This fall, when you see Canada Geese heading south for the winter, flying along in V formation, you might consider what science has discovered as to why they fly that way: as each bird flaps its wings, it creates an uplift for the bird immediately following.
By flying in V formation the whole flock adds at least 71% greater flying range than if each bird flew on its own. People who share a common direction and sense of community can get where they are going more quickly and easily because they are traveling on the thrust of one another. When a goose falls out of formation, it suddenly feels the drag and resistance of trying to go it alone and quickly gets back into formation to take advantage of the lifting power of the
bird in front.
If we have as much sense as a goose, we will stay in formation with those who are headed the same way we are. When the Head Goose gets tired, it rotates back in the wing and another goose flies point. It is sensible to take turns doing demanding jobs with people or with geese flying south.

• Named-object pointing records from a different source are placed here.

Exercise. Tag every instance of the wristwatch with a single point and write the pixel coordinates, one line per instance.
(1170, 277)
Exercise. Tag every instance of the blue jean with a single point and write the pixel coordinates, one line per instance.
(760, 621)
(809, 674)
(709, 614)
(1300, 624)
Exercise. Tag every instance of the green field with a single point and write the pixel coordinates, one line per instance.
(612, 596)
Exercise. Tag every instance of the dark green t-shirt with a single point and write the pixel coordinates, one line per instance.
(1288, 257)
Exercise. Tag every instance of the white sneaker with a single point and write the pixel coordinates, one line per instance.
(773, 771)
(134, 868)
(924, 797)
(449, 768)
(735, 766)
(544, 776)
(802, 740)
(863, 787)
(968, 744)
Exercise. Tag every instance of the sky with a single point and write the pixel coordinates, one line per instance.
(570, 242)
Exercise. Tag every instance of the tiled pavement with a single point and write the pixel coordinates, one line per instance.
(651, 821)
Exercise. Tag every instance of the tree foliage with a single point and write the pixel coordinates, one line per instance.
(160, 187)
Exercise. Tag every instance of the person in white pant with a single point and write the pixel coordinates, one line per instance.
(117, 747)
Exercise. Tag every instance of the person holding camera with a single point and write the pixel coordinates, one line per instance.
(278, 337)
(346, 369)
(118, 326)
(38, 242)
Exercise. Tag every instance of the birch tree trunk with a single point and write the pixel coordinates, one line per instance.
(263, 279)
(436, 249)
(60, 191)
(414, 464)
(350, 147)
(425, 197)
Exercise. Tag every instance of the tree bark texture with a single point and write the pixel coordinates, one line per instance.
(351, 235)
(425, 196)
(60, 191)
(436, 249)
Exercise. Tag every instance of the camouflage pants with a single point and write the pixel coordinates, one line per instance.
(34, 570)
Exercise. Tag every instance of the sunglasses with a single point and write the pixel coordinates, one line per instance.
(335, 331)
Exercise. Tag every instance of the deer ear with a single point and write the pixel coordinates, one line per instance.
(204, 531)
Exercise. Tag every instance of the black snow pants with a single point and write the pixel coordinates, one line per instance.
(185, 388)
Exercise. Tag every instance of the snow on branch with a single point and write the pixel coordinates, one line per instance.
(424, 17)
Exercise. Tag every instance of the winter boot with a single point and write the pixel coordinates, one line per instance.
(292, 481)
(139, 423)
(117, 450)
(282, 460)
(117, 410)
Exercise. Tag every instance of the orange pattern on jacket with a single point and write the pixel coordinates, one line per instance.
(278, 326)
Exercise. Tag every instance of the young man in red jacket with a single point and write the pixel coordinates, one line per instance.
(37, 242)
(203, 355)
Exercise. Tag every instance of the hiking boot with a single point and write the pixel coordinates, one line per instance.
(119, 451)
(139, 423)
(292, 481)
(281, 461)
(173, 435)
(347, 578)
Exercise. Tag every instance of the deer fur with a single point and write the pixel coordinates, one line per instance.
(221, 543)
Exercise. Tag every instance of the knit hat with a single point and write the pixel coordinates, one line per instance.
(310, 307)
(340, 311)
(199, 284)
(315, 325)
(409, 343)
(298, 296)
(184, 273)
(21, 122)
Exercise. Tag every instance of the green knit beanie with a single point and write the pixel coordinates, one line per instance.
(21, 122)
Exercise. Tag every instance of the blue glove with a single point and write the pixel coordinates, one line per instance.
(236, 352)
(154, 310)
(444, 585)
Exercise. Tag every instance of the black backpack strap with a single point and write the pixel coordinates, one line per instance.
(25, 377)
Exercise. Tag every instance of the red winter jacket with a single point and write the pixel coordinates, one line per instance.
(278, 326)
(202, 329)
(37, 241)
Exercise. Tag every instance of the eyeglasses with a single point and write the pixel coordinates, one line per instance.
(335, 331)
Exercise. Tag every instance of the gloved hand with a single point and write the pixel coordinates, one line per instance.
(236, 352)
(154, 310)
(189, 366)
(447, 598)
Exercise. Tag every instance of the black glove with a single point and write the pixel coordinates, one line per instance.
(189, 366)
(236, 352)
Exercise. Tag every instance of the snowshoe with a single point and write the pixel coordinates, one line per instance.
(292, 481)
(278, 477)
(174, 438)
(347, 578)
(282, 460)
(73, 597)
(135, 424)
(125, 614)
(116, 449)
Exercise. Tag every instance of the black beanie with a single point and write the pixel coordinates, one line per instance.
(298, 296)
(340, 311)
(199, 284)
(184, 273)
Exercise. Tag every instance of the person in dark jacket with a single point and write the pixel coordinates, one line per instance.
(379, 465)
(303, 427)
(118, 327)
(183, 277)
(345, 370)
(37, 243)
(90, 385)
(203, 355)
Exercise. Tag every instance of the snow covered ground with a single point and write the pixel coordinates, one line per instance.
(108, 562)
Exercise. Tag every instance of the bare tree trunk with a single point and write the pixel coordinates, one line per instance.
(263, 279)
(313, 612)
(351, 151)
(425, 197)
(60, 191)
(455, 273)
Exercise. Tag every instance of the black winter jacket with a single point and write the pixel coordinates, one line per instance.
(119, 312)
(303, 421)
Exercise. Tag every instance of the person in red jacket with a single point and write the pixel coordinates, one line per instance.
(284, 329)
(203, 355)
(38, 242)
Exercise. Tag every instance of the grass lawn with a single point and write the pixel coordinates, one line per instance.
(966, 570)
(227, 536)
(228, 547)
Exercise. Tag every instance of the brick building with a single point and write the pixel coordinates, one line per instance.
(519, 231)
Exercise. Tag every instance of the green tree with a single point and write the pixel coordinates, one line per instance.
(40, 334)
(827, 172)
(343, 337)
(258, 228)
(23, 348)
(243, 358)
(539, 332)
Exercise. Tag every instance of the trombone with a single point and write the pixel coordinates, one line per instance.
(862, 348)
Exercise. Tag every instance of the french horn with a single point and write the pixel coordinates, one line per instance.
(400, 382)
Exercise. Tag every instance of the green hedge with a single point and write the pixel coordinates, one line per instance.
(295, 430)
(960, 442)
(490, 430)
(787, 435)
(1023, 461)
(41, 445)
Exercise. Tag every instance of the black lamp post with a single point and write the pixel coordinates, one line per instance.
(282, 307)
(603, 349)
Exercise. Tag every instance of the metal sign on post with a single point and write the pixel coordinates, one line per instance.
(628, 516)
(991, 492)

Geese honk from behind to encourage those up front to keep up their speed. What do we say when we honk from behind? Finally, and this is important, when a goose gets sick, or is wounded by gunshots and falls out of formation, two other geese fall out with that goose and follow it down to lend help and protection. They stay with the fallen goose until it is able to fly, or until it dies. Only then do they launch out on their own, or with another formation to catch up with their group.
If we have the sense of a goose, we will stand by each other like that.